A 53 années-lumière de la Terre, une tempête fait rage

etoile.jpgW1906+40 se trouve à 53 années-lumière de la terre. C'est-à-dire très loin - et je vous laisse calculer sa distance, sachant que la vitesse de la lumière est d'environ 300 000 km/seconde. Il s'agit d'une étoile, et plus précisément d'une naine brune, soit un objet substellaire dont la masse réelle est inférieure à la masse minimale nécessaire à la fusion thermonucléaire de l'hydrogène et supérieure à celle que nécessite une fusion analogue du deutérium (du moins tel que le définit Wikipédia). En clair, elle n'est pas assez massive pour être considérée comme une étoile mais en revanche bien plus massive qu'une planète géante. W1906+40 est une naine brune de type L, autrement dit relativement froide (environ 1900° C à la surface de celle-ci). C'est en l'étudiant que la NASA a découvert une tempête en cours sur sa surface.
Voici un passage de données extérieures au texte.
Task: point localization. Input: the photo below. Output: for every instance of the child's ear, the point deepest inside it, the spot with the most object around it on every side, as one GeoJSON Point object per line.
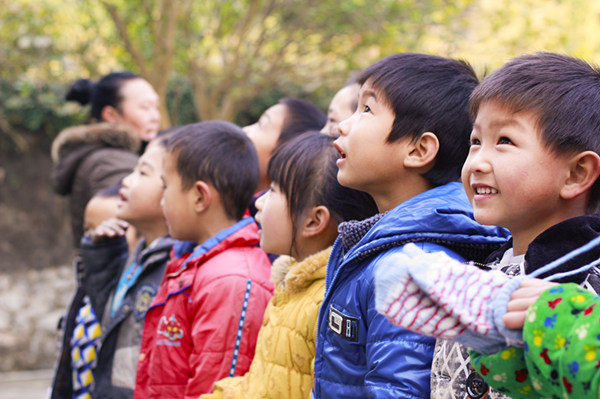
{"type": "Point", "coordinates": [202, 196]}
{"type": "Point", "coordinates": [110, 114]}
{"type": "Point", "coordinates": [422, 152]}
{"type": "Point", "coordinates": [584, 169]}
{"type": "Point", "coordinates": [315, 221]}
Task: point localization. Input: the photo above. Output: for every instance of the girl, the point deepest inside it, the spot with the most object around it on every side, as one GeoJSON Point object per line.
{"type": "Point", "coordinates": [299, 216]}
{"type": "Point", "coordinates": [278, 124]}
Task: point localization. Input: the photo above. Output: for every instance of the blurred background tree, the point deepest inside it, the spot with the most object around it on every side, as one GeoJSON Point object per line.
{"type": "Point", "coordinates": [215, 59]}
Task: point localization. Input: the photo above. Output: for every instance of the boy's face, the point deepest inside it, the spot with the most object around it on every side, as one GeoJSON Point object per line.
{"type": "Point", "coordinates": [177, 203]}
{"type": "Point", "coordinates": [340, 108]}
{"type": "Point", "coordinates": [141, 191]}
{"type": "Point", "coordinates": [274, 218]}
{"type": "Point", "coordinates": [510, 177]}
{"type": "Point", "coordinates": [264, 134]}
{"type": "Point", "coordinates": [368, 162]}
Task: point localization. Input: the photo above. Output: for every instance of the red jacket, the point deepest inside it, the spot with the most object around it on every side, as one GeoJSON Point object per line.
{"type": "Point", "coordinates": [204, 320]}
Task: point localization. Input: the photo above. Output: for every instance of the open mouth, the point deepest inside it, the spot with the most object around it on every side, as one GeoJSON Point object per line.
{"type": "Point", "coordinates": [485, 190]}
{"type": "Point", "coordinates": [339, 150]}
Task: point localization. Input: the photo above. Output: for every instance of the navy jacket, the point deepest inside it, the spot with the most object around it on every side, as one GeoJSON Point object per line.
{"type": "Point", "coordinates": [359, 353]}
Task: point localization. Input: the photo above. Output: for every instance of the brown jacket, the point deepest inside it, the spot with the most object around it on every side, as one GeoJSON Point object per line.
{"type": "Point", "coordinates": [90, 158]}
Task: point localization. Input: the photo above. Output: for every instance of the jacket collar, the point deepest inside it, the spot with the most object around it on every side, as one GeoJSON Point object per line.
{"type": "Point", "coordinates": [294, 276]}
{"type": "Point", "coordinates": [97, 134]}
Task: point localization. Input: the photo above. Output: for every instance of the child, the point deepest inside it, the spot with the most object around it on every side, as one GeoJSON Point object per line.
{"type": "Point", "coordinates": [553, 351]}
{"type": "Point", "coordinates": [342, 106]}
{"type": "Point", "coordinates": [203, 323]}
{"type": "Point", "coordinates": [107, 317]}
{"type": "Point", "coordinates": [405, 146]}
{"type": "Point", "coordinates": [281, 122]}
{"type": "Point", "coordinates": [533, 168]}
{"type": "Point", "coordinates": [299, 216]}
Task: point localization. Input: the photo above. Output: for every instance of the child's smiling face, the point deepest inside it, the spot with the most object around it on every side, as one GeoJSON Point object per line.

Une très grosse tempête, puisque son diamètre fait trois fois celui de la terre et qu'elle est à peu près aussi étendue que la Grande Tache Rouge de Jupiter. Phénomène rare. Tellement rare qu'il n'avait encore jamais été observé ni répertorié sur une étoile (de ce type ou d'un autre). La tempête y durerait depuis au moins deux ans et tourne autour de la naine L toutes les neuf heures. Reste à comprendre l'origine de ce phénomène et de savoir s'il est fréquent à cette échelle. Pour cela, les scientifiques vont braquer leurs télescopes sur d'autres naines semblables à W1906+40.